Tutorial

Understanding Feedforward and Feedback Networks (or recurrent) neural network

Updated on April 28, 2025

By Adil Lheureux

Understanding Feedforward and Feedback Networks (or recurrent) neural network

Understanding how neural networks are built is becoming more important as AI research grows. Two main types of structures—feedforward and (recurrent) neural networks—offer different ways of handling information. Neural networks are the backbone of many modern artificial intelligence systems, but not all neural networks are built the same. Two important types are feedforward and or recurrent neural networks.

While both are designed to process information and recognize patterns, they differ significantly in how data moves through them and the types of problems they are best suited to solve. In a feedforward network, information moves in one direction — from input to output — without any loops. These networks are great for tasks like image recognition and basic predictions.

networks, on the other hand, have loops that let them remember past information, making them perfect for things like understanding speech or analyzing time-based data. Knowing the difference between these two types helps us choose the right model for different kinds of AI problems.

In this article, we’ll break down both types, explain how they work, and compare their performance through simple examples and real-world use cases.

Prerequisites

Before diving into this article, it will help if you have:

A basic understanding of how neural networks work.
Familiarity with terms like neurons, layers, inputs, and outputs.
A general idea of machine learning and AI concepts.

First, let’s start with the basics.

What is a Neural Network?

The fundamental building block of deep learning, a neural network is a computational model used to recognize patterns and make predictions or decisions based on data. The main inspiration behind this is the way the human brain functions, it consists of layers of neurons (also called nodes) connected by synapses. These neurons work together to process data and learn from it in a way that allows the network to improve its performance over time.

The structure of a neural network typically includes three main components:

Input Layer:
- This is where the neural network receives data.
- Each neuron in the input layer represents one feature or piece of information from the data.

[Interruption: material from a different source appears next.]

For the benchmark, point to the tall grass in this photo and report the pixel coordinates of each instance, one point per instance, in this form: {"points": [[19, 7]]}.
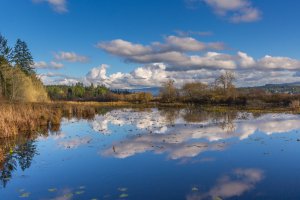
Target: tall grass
{"points": [[18, 118]]}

For example, in an image classification task, the pixels of an image could be the features input into the network.
Hidden Layers:
- These layers sit between the input and output layers and do most of the computation.
- Each neuron in a hidden layer takes input from the neurons of the previous layer, processes the data using mathematical functions, and passes the result to the next layer.
- Hidden layers allow the network to learn complex patterns and relationships in the data. The more hidden layers there are, the deeper the network becomes, allowing it to capture intricate features of the data.
Output Layer:
- The final layer of the neural network is where the processed data is transformed into a prediction or classification result.
- For example, in a classification task, the output layer might give the probability of the input data belonging to each class.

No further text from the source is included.